The safety and scientific validity of this study is the responsibility of the study sponsor and investigators. Listing a study does not mean it has been evaluated by the U.S. Federal Government. Read our disclaimer for details. Identifier: NCT00285324
Recruitment Status : Completed
First Posted : February 1, 2006
Last Update Posted : October 6, 2017
Information provided by:
National Institutes of Health Clinical Center (CC)

Brief Summary:

This study will examine the use of a variation of standard magnetic resonance imaging (MRI) called diffusion tensor MRI (DT-MRI) for distinguishing injured brain tissue due to radiation therapy (radiation necrosis) from the return of a brain tumor that was previously removed (tumor recurrence). DT-MRI differs from standard MRI in the way that computers process the images; there is no difference in the experience of having the procedure done. Both radiation necrosis and tumor recurrence can occur within weeks to months following brain radiation treatment. Because the treatment and management options for the two conditions differ significantly, distinguishing the two is of critical importance. Currently, surgical biopsy is required to make this differentiation.

Healthy volunteers and patients who have received radiation therapy as part of their treatment for a brain tumor may be eligible for this study. All candidates must be at least 21 years old. Patients must have a new area of abnormality that requires a biopsy to determine whether it is a tumor recurrence or radiation necrosis. Candidates are screened with a medical history and physical examination. In addition, patients have blood and urine tests.

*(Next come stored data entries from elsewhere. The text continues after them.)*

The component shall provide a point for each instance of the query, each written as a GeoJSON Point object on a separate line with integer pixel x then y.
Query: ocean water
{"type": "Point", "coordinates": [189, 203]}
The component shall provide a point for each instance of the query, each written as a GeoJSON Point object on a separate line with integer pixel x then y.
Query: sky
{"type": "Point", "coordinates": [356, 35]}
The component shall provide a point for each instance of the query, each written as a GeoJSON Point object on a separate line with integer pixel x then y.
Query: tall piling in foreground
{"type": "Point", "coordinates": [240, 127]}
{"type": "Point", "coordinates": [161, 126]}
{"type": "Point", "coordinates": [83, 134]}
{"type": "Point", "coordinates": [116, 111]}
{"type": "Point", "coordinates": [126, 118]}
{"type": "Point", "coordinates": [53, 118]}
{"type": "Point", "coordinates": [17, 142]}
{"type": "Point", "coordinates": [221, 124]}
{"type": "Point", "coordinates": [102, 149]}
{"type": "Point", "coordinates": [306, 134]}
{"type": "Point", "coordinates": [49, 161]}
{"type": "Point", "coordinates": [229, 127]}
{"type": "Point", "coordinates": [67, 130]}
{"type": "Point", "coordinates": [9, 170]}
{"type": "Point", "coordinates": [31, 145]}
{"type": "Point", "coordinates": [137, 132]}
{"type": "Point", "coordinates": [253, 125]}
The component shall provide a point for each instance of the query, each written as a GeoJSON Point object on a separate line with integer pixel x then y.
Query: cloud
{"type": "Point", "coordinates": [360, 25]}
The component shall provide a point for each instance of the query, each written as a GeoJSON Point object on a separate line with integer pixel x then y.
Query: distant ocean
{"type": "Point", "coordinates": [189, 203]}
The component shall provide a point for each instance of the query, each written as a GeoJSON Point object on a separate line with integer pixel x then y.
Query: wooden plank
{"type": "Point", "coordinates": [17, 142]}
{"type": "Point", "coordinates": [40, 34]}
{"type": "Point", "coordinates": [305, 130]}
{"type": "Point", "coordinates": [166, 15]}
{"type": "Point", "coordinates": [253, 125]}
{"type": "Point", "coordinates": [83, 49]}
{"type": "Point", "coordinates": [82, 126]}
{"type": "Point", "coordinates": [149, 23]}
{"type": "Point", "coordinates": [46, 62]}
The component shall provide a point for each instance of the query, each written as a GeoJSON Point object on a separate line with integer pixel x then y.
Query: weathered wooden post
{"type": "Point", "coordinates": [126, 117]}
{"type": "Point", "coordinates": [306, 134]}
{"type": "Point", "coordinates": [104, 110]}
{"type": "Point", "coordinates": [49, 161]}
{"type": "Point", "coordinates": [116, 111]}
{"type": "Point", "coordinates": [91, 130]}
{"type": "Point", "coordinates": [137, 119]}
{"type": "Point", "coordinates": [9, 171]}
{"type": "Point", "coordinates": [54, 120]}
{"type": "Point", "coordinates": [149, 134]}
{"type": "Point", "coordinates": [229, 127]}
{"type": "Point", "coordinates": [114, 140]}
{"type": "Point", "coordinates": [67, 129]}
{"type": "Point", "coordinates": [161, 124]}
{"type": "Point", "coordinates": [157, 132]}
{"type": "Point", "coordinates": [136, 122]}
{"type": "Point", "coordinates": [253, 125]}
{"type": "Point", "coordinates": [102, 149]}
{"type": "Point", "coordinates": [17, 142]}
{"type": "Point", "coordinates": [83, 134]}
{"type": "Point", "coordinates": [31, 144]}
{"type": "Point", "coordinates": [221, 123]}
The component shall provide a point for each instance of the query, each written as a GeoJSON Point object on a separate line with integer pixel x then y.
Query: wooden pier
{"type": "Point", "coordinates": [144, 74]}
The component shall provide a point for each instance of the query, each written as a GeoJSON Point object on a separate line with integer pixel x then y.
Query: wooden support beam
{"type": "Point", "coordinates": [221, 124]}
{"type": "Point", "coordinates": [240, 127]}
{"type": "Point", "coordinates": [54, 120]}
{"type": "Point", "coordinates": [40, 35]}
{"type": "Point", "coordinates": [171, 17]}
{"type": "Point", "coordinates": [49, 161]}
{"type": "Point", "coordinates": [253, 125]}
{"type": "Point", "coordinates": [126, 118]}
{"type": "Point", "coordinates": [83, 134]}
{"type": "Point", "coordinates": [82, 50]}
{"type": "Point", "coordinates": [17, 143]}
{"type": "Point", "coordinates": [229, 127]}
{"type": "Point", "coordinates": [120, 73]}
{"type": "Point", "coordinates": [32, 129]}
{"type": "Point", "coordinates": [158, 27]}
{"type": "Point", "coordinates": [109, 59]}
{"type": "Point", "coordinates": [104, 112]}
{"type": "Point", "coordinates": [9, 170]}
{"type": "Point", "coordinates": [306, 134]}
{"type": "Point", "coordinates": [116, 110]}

All participants undergo MRI and DT-MRI. MRI uses a strong magnetic field and radio waves instead of X-rays to obtain images of body organs and tissues. The MRI scanner is a metal cylinder surrounded by a strong magnetic field. During the MRI, the subject lies on a table that can slide in and out of the cylinder and wears earplugs to muffle loud knocking noises that occur during the scanning. Scanning time varies from 20 minutes to 3 hours, with most scans lasting 40-60 minutes. Subjects may be asked to lie still for up to 20 minutes at a time. DT-MRI is a type of MRI that measures how water moves in the brain tissue. This technique uses the same MRI machine as conventional MRI, but the diffusion images are obtained after the normal MRI scan, and by a computer program that is installed into the machine. This completes the participation of healthy subjects.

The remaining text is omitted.